Rotterdam Cultural Histories #12: Witte de With; What’s in a name?

‘As long as the Dutch Imperial past does not form part of the common, general store of knowledge, which coming generations should have at their disposal, as long as general knowledge about the exclusionary processes involved in producing the Dutch nation does not circulate more widely, multiculturalism now cannot be realized...’
— Gloria Wekker, White Innocence

“Cultural memory and discourses on the past do not themselves constitute institutionalized agencies capable of redressing injustices. However, they can create arenas where injustices are recognized and new frameworks are imagined that are necessary, if not sufficient, for their redress.”
— Michael Rothberg, From Gaza to Warsaw: Mapping Multidirectional Memory

Witte de With Center for Contemporary Art was recently challenged, through the process of the Cinema Olanda: Platform project, to reconsider the legacies of its name. The question that was posed by the Platform’s programmers during preparations for the project, and later through an open letter addressed to the institution, was ‘What does it mean for a white institution to do “critical work” under the moniker Witte de With?’

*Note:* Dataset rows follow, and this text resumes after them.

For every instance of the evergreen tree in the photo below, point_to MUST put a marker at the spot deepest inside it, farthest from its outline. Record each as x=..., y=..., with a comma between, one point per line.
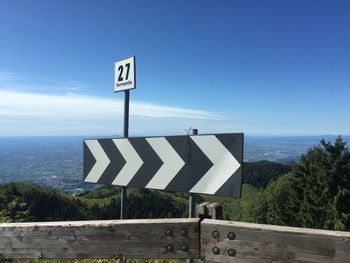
x=315, y=194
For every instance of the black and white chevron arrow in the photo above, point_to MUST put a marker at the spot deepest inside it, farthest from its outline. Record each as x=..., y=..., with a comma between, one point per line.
x=206, y=164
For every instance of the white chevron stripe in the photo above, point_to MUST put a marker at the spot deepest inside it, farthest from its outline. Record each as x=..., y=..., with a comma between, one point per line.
x=172, y=163
x=102, y=161
x=132, y=165
x=224, y=164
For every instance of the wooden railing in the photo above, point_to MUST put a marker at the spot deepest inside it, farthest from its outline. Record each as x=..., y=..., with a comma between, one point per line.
x=208, y=240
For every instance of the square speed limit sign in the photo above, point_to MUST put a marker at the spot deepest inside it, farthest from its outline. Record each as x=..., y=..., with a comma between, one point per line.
x=125, y=75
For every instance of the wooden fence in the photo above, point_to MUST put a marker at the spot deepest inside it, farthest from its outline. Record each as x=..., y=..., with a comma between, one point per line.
x=209, y=240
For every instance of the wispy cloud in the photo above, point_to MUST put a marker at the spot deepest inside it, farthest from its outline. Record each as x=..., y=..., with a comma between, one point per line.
x=24, y=113
x=27, y=109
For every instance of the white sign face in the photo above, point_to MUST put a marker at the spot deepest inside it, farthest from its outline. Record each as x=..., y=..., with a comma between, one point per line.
x=125, y=75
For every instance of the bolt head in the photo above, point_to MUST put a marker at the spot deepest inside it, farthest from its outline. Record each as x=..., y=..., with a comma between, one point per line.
x=185, y=248
x=231, y=252
x=169, y=248
x=231, y=236
x=216, y=235
x=183, y=232
x=168, y=232
x=216, y=251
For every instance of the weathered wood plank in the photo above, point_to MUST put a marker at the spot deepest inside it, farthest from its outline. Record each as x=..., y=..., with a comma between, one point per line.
x=156, y=238
x=267, y=243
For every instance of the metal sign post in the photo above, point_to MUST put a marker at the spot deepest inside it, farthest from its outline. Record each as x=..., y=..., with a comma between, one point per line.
x=191, y=197
x=125, y=79
x=126, y=135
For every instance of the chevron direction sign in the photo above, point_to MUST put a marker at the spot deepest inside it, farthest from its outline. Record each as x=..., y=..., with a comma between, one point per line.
x=205, y=164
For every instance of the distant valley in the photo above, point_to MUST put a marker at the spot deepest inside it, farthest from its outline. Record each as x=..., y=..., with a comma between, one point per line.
x=57, y=161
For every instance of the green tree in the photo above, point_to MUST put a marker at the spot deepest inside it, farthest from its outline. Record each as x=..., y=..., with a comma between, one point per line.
x=315, y=194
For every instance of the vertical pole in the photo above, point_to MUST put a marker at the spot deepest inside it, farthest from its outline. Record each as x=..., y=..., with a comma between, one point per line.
x=191, y=198
x=126, y=134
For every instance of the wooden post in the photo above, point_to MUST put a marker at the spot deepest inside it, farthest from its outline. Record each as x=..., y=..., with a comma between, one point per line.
x=209, y=210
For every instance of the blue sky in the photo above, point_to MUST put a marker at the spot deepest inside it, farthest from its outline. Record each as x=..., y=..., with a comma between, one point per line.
x=259, y=67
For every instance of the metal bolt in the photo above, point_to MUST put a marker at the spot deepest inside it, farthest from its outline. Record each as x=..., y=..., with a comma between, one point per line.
x=185, y=248
x=231, y=236
x=216, y=251
x=231, y=252
x=168, y=232
x=169, y=248
x=183, y=232
x=216, y=235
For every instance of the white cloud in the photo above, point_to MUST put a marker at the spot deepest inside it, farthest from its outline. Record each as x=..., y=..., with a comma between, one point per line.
x=24, y=113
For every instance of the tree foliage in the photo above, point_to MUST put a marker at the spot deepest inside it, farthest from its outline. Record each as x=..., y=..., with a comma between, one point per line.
x=315, y=194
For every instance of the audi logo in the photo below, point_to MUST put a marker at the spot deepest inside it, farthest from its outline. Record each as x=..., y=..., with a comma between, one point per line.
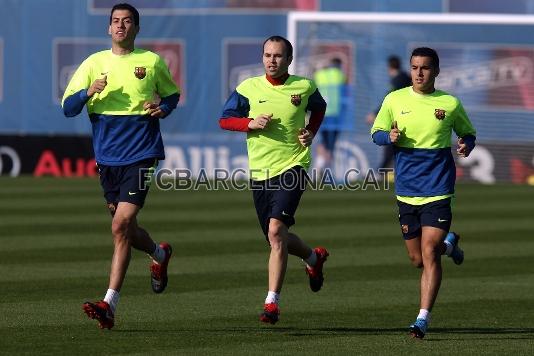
x=7, y=154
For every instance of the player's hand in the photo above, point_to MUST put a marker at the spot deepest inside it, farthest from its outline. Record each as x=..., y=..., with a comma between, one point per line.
x=260, y=122
x=394, y=134
x=305, y=137
x=98, y=86
x=153, y=110
x=370, y=118
x=462, y=150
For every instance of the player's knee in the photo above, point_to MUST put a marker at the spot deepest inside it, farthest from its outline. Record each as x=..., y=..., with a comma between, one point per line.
x=275, y=239
x=112, y=207
x=119, y=227
x=416, y=260
x=431, y=252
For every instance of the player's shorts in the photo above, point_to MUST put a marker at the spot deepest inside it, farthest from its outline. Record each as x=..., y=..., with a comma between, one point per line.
x=279, y=197
x=128, y=183
x=413, y=217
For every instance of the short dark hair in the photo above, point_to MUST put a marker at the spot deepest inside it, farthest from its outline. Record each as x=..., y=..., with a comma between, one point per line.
x=426, y=52
x=289, y=46
x=125, y=6
x=394, y=62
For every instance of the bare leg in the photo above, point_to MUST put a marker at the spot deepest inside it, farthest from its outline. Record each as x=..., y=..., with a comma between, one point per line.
x=278, y=237
x=297, y=247
x=432, y=248
x=426, y=253
x=121, y=228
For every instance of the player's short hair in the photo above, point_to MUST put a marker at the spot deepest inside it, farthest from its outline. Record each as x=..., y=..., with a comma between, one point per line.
x=125, y=6
x=289, y=46
x=394, y=62
x=426, y=52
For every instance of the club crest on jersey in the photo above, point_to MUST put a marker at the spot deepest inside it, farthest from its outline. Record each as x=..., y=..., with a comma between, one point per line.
x=296, y=99
x=439, y=114
x=140, y=72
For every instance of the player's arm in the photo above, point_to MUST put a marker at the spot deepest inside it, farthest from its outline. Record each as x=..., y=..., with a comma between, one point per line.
x=385, y=130
x=80, y=89
x=167, y=90
x=465, y=131
x=235, y=114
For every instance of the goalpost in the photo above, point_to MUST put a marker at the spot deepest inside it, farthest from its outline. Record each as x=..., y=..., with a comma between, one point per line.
x=486, y=60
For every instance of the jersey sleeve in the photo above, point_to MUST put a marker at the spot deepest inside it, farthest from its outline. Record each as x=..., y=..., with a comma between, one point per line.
x=165, y=85
x=462, y=125
x=384, y=118
x=237, y=105
x=79, y=81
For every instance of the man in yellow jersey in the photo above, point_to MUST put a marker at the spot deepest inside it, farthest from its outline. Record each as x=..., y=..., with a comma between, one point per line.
x=118, y=86
x=271, y=108
x=418, y=121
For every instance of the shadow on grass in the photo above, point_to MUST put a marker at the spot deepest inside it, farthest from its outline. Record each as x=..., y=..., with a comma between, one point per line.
x=338, y=331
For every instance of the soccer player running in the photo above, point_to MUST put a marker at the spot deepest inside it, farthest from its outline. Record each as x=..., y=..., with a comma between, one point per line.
x=119, y=86
x=271, y=108
x=418, y=121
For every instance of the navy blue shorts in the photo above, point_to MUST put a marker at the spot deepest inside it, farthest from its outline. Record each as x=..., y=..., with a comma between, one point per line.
x=412, y=217
x=128, y=183
x=279, y=197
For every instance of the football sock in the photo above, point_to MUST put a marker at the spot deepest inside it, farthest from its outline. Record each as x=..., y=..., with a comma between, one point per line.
x=272, y=297
x=159, y=254
x=312, y=259
x=112, y=298
x=424, y=314
x=448, y=247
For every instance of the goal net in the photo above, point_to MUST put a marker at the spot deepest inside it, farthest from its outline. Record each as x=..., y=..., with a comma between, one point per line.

This edition of Rotterdam Cultural Histories is devoted to a part of this question. It attempts to lay bare the activities of Witte Corneliszoon de With, the motivation behind street-naming in the nineteenth century, and the naming of the institution 27 years ago. It also aims to provide a space for public feedback on the question as to whether Witte de With Center for Contemporary Art should change its name.

The project has finite parameters, running from September – December 2017, and once staged it will be archived both within the institution’s public archive, and made permanently available online on our website, as a record and exposition of the colonial history the name Witte de With is a part of. The name has been long untroubled by this institution, a fact that is symptomatic of a wider national issue regarding the denial and sanitization of colonial histories. This is our first step towards recognition and acknowledgment.

This project has been developed through the input of a cross-departmental team of Witte de With staff members.

Rotterdam Cultural Histories is a collaborative project between TENT and Witte de With that explores our common roots in Rotterdam and articulates meeting points between both of our programs. Rotterdam Cultural Histories is conceived by Defne Ayas (Director Witte de With) and Marielle Dölle (former Artistic Director TENT).